Opinion
Decided December, 1879.
When the terms of a contract made by an agent are clear, they are to have the same construction and legal effect whether made for a domestic or for a foreign principal.
ASSUMPSIT, for apples sold and delivered. The defendant, residing in this state, was the agent of A. O. W. Mead Co., a firm doing business in Boston, and all its members resident in Massachusetts. At the time of the sale of the apples, the plaintiff was informed and knew that the defendant was acting as agent of the firm. A referee found for the defendant.

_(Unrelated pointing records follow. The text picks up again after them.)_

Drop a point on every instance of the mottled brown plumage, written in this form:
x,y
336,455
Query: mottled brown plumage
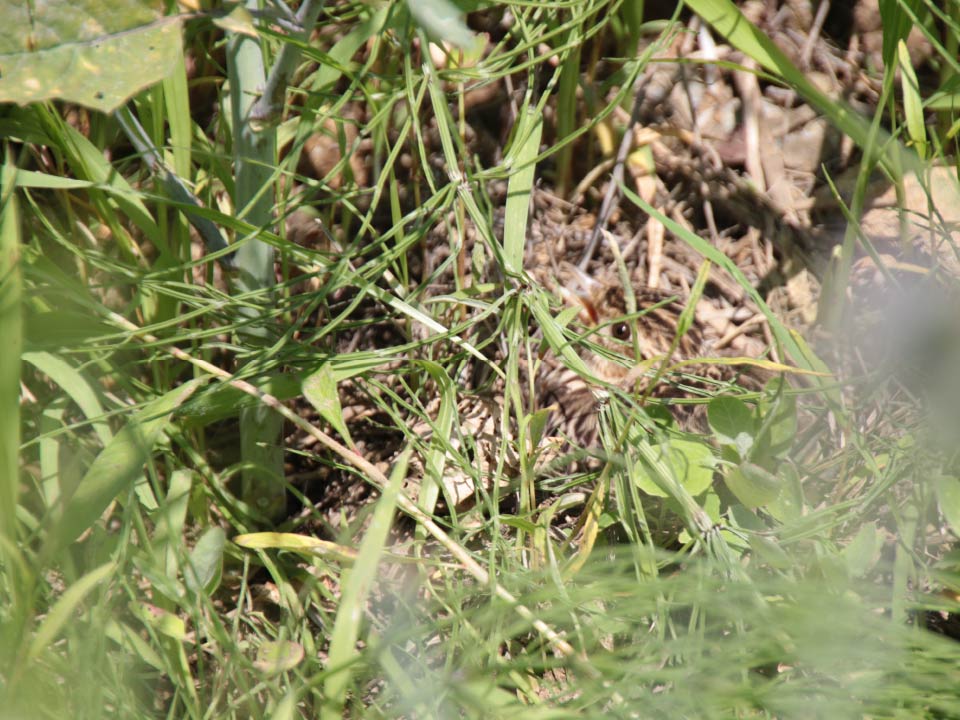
x,y
630,350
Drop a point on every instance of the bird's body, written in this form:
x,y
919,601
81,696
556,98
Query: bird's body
x,y
628,351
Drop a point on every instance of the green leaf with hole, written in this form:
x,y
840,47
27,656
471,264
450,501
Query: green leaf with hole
x,y
320,389
753,485
692,464
96,53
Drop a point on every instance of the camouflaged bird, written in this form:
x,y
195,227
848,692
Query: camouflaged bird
x,y
628,350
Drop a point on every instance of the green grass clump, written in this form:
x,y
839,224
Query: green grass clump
x,y
160,557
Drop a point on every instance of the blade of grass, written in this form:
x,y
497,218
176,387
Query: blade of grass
x,y
519,188
356,588
114,469
11,330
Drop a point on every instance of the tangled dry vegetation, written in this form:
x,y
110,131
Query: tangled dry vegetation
x,y
629,401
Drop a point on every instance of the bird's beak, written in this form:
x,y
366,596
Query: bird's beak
x,y
580,295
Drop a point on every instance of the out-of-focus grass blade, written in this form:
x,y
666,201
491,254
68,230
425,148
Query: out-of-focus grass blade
x,y
117,466
442,428
11,330
65,608
518,190
74,384
305,544
948,498
356,587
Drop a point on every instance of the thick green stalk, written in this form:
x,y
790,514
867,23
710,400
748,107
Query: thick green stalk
x,y
254,155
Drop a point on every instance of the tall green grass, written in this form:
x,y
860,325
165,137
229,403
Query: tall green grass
x,y
121,591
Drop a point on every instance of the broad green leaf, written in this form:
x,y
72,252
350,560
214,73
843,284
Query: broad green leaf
x,y
96,53
753,486
117,466
320,389
730,419
692,464
948,497
443,21
205,565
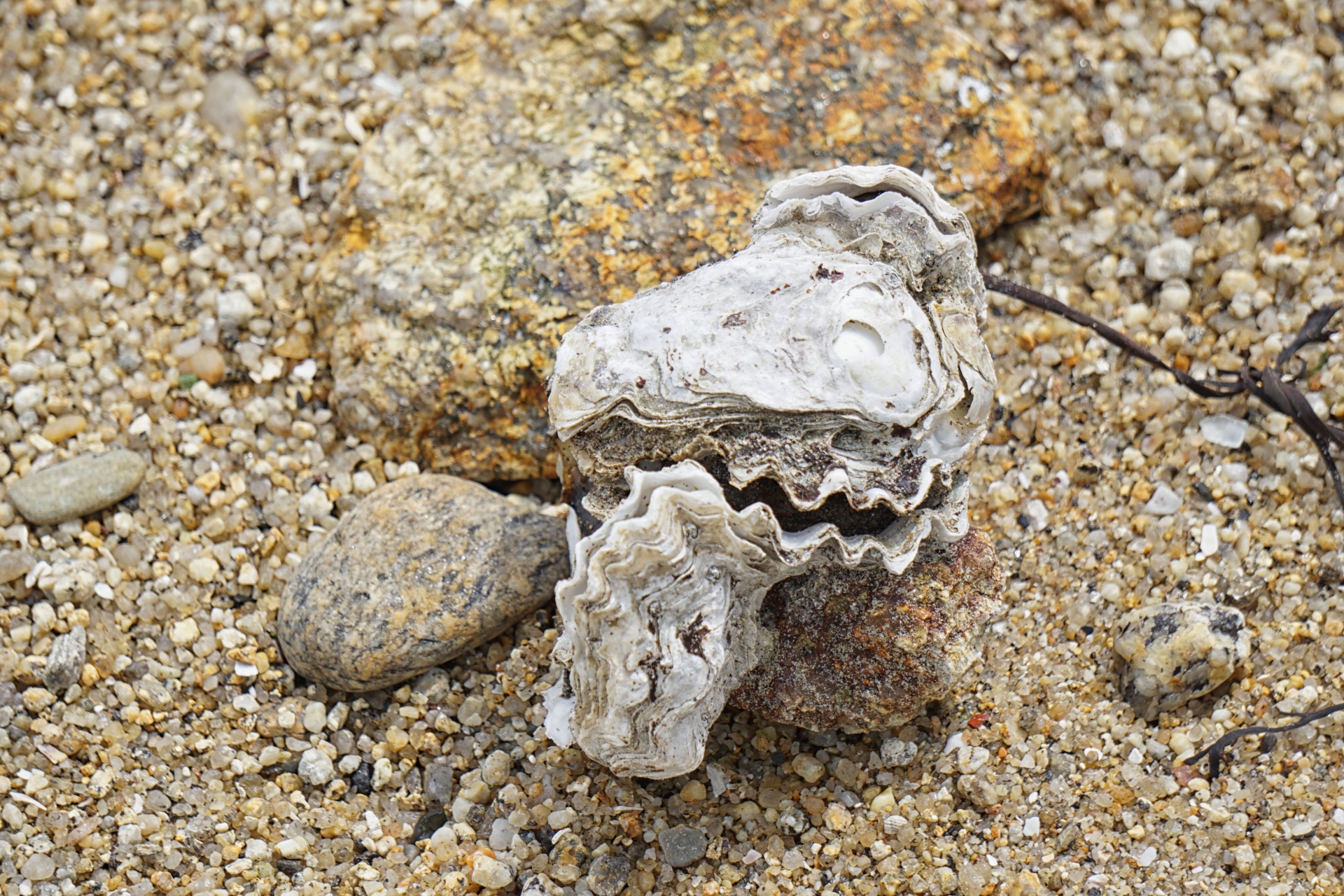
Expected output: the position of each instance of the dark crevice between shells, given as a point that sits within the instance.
(836, 510)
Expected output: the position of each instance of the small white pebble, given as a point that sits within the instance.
(1179, 45)
(1209, 539)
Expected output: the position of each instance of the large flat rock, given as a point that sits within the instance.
(573, 155)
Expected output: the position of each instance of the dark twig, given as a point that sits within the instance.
(1273, 386)
(1219, 747)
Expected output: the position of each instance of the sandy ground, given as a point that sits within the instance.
(148, 235)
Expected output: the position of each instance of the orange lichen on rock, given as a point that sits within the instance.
(581, 162)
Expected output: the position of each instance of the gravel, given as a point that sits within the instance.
(146, 776)
(683, 846)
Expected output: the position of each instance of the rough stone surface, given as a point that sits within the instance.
(682, 846)
(315, 767)
(438, 785)
(66, 660)
(422, 570)
(549, 174)
(898, 752)
(77, 486)
(1170, 653)
(608, 875)
(863, 649)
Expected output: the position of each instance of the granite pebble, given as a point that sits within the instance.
(1170, 653)
(66, 660)
(422, 570)
(77, 486)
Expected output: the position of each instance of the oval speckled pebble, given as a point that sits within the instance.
(425, 568)
(77, 486)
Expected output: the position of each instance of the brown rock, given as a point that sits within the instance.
(425, 568)
(863, 649)
(580, 162)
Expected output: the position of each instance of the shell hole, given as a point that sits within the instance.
(859, 343)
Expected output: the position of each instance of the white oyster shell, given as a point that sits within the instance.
(834, 368)
(840, 352)
(660, 618)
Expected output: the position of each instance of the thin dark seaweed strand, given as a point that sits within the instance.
(1273, 386)
(1219, 747)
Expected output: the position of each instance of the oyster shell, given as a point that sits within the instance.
(839, 354)
(806, 402)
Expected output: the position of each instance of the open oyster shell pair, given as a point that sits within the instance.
(808, 402)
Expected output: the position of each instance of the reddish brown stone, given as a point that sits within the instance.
(863, 649)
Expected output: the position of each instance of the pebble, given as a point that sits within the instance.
(1163, 503)
(1170, 653)
(1225, 430)
(66, 660)
(1179, 45)
(491, 874)
(682, 846)
(863, 649)
(422, 570)
(39, 867)
(608, 875)
(1170, 260)
(206, 363)
(229, 102)
(438, 785)
(59, 429)
(106, 141)
(898, 752)
(315, 767)
(73, 488)
(15, 564)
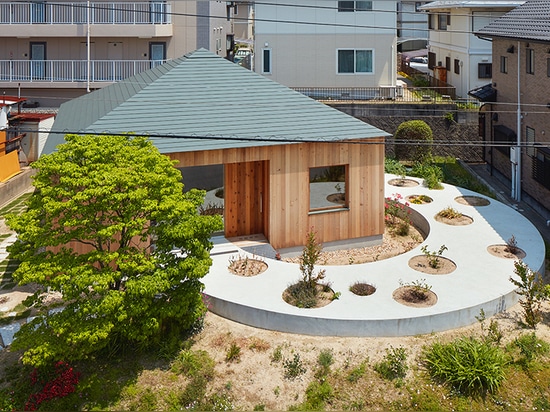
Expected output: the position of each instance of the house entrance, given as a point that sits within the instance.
(246, 198)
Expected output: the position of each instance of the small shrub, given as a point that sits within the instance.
(512, 245)
(362, 289)
(393, 365)
(413, 141)
(277, 354)
(532, 292)
(356, 373)
(471, 366)
(293, 367)
(433, 257)
(233, 354)
(450, 213)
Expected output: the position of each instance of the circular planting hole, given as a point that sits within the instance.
(245, 266)
(403, 182)
(302, 295)
(506, 252)
(362, 289)
(411, 296)
(426, 264)
(419, 199)
(472, 201)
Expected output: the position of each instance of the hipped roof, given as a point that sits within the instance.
(204, 102)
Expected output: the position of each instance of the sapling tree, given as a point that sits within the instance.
(532, 292)
(111, 230)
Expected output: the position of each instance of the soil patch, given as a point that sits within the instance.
(472, 201)
(462, 220)
(410, 296)
(247, 266)
(503, 251)
(403, 182)
(422, 264)
(392, 245)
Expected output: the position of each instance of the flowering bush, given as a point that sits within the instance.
(62, 383)
(396, 213)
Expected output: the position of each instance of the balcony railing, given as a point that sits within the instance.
(154, 12)
(71, 70)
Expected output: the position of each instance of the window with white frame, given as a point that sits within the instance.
(347, 6)
(266, 61)
(530, 63)
(355, 61)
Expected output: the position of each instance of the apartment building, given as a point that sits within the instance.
(517, 105)
(320, 43)
(52, 52)
(456, 55)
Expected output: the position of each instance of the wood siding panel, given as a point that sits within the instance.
(286, 219)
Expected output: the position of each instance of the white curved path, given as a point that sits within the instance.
(481, 280)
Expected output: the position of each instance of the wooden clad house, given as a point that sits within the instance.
(204, 110)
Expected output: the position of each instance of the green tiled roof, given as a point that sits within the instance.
(204, 102)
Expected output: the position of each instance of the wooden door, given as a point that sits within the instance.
(245, 195)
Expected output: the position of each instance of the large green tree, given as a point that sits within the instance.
(110, 228)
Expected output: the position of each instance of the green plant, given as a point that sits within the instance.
(432, 256)
(512, 245)
(293, 367)
(413, 141)
(233, 353)
(277, 354)
(356, 373)
(418, 288)
(532, 292)
(449, 213)
(470, 366)
(395, 167)
(393, 365)
(310, 255)
(362, 289)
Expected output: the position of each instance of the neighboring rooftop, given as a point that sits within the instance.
(471, 4)
(530, 21)
(204, 102)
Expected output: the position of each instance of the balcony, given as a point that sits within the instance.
(65, 72)
(71, 19)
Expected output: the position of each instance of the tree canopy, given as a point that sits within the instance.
(111, 230)
(413, 140)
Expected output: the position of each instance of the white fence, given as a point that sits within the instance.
(154, 12)
(72, 70)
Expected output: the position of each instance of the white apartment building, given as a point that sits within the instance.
(326, 43)
(456, 55)
(52, 52)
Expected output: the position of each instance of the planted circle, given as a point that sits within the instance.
(426, 264)
(362, 289)
(403, 182)
(506, 252)
(414, 297)
(472, 200)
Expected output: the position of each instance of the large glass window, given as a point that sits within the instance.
(347, 6)
(327, 188)
(355, 61)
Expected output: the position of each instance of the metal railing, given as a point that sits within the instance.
(72, 70)
(154, 12)
(395, 93)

Mellows, for the plaintiff. A. O. W. Mead Co. resided and did business in Massachusetts, which as to matters of this kind is a foreign state. Emery v. Berry, 28 N.H. 473, 486; 1 Gr. Ev., ss. 489, 504. Agents or factors, acting for merchants resident in a foreign country, are held personally liable upon all contracts made by them for their employers; and this without any distinction whether they describe themselves in the contract as agents or not. Story Agency, ss. 267, 268, 290, and cases cited; McKenzie v. Nevins, 22 Me. 138. We say that in case of a principal residing in a foreign state, whether the agency is disclosed or not at the time of the contract, the plaintiff has his election to hold either principal or agent responsible. 2 Kent Com. 631, notes, and cases cited.

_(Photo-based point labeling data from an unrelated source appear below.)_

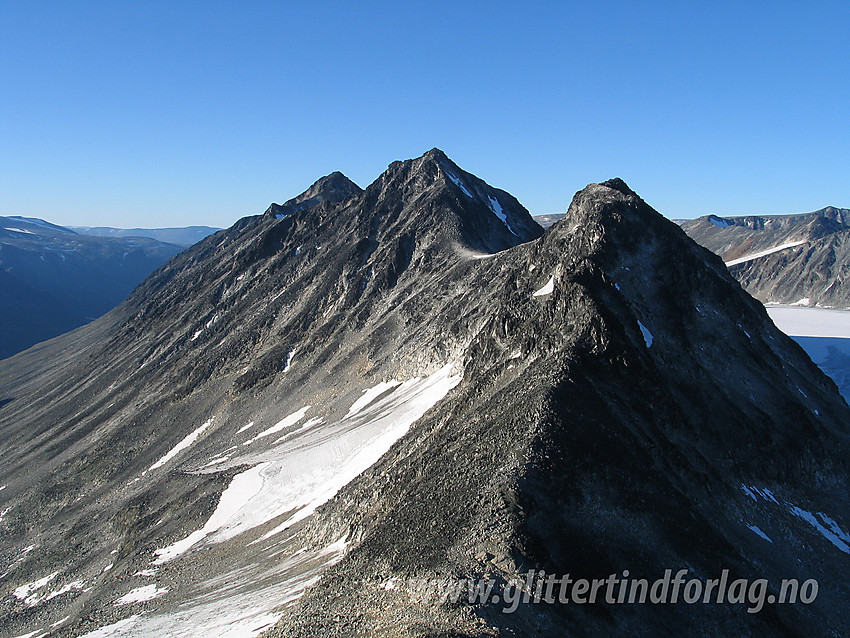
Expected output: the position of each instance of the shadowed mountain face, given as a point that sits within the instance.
(784, 258)
(53, 280)
(415, 382)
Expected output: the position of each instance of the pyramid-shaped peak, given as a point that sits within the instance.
(330, 188)
(619, 185)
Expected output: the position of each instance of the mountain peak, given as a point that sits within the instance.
(330, 188)
(619, 185)
(475, 214)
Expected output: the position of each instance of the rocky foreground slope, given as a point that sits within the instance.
(305, 413)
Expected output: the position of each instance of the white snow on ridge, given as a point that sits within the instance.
(838, 539)
(289, 360)
(141, 594)
(755, 529)
(297, 477)
(765, 253)
(824, 334)
(186, 442)
(719, 221)
(547, 289)
(796, 321)
(647, 335)
(292, 419)
(496, 207)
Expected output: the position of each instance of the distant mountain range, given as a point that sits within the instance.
(293, 422)
(785, 259)
(54, 279)
(183, 237)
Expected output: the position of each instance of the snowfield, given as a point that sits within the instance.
(305, 471)
(824, 334)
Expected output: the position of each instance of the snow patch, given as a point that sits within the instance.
(547, 289)
(765, 253)
(837, 539)
(141, 594)
(186, 442)
(497, 209)
(647, 335)
(298, 477)
(719, 221)
(459, 183)
(289, 360)
(756, 530)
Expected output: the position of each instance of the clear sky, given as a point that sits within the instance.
(175, 113)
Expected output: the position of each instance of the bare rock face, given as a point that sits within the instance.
(597, 398)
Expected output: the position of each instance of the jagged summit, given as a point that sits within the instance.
(330, 188)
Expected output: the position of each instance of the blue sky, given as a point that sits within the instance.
(176, 113)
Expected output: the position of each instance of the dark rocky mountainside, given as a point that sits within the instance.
(784, 258)
(414, 381)
(53, 280)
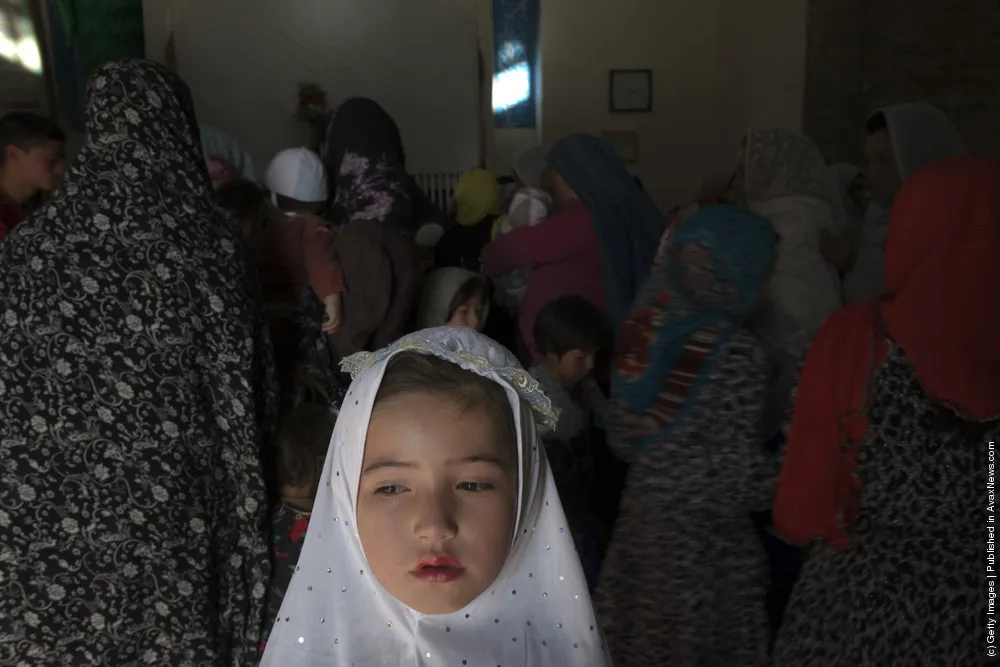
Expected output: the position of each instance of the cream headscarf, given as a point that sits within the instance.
(921, 134)
(440, 287)
(787, 181)
(537, 612)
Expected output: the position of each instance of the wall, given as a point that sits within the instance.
(244, 60)
(720, 68)
(892, 51)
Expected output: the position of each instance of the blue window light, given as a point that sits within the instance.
(515, 34)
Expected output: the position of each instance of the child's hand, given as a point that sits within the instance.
(332, 304)
(838, 250)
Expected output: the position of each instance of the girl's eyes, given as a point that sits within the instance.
(474, 487)
(469, 487)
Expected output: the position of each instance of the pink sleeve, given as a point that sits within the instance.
(564, 235)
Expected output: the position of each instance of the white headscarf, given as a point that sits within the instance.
(921, 134)
(843, 175)
(787, 181)
(537, 612)
(440, 287)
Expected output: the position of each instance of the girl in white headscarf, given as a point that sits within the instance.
(785, 179)
(900, 140)
(438, 537)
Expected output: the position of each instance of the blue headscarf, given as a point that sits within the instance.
(628, 223)
(701, 291)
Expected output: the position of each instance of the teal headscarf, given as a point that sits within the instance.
(701, 290)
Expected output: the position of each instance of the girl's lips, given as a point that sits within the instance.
(438, 575)
(438, 570)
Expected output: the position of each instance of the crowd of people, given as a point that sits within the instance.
(313, 420)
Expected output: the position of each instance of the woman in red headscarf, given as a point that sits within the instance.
(888, 452)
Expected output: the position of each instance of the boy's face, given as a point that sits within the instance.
(574, 366)
(436, 502)
(469, 314)
(882, 173)
(40, 167)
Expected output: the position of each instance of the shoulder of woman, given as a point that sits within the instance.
(745, 355)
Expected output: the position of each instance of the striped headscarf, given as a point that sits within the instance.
(701, 290)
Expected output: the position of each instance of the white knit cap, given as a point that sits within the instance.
(297, 173)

Marston Eastman, for the defendant.
"If a duly authorized agent uses such terms as legally import an undertaking by the principal only, the contract is that of the principal, and he alone is the party by whom it is to be performed." Met. on Cont. 106. Whether the defendant assumed a personal liability in making the contract is a question of fact, which has been determined by the finding of the referee. Noyes v. Patrick, 58 N.H. 618. The fact that the firm of A. O. W. Mead were residents of Massachusetts, doing business there, is not of itself a ground for holding the defendant personally liable. "The present doctrine is, that when the terms of a contract made by an agent are clear, they are to have the same construction and legal effect whether made for a domestic or for a foreign principal." Met. on Cont. 111. The statement cited by the plaintiff, from Story Agency, s. 268, is not now recognized as the law, excepting perhaps in Maine and Louisiana. Met. on Cont. 111; Bray v. Kettell, 1 Allen 80; Kirkpatrick v. Stainer, 22 Wend. 244; Oelricks v. Ford, 23 How. 49.
Judgment for the defendant.
BINGHAM, J., did not sit: the others concurred.